Dwight Watt - Newspaper Article #92 2/16/2011


Question: Are JPEG images compressed?

Answer:

Most pictures taken on digital cameras are stored in JPEG (or also called JPG) format.

The camera can shoot pictures in a certain resolution like 6 megapixel and if the camera stored the picture as it saw it like that it would take about 6 million bytes (which is what a raw image or tif does). However we really don't need that big for several reasons so jpg.

The first reason for jpg is that it is smaller, but still quality so will travel in less time across networks and the Internet. The second is the size being stored. There is limited space on people's computers to store files so if compressed we can put more on the disk. This one is less an issue currently as disks have gotten so large and cheap but space limited on phones etc.

Now for the problem with JPEG files. When we compress them they lose some quality. It is not much but is a little. Basically there are algorithms (mathematical formulas) that are used on the characters that represent all the points in the picture (a picture on the computer is just a bunch of little dots (called pixels) and it notes which ones repeat and ones almost same as others and then just remember number of times on each. That is the process simplified but basic.

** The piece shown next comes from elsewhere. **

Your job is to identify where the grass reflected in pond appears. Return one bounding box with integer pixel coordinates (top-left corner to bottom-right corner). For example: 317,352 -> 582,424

Usually when you look at an original jpg picture unless blown up to much, it is fine. However when you edit a picture it is uncompressed and then recompressed when it is saved. If you edit the edited picture the quality starts going. It is like making copies of copies (remember what happened in cloning in Multiplicity). If you are editing pictures keep the original as a unique name and then keep edited as different name and go back to original to do edits.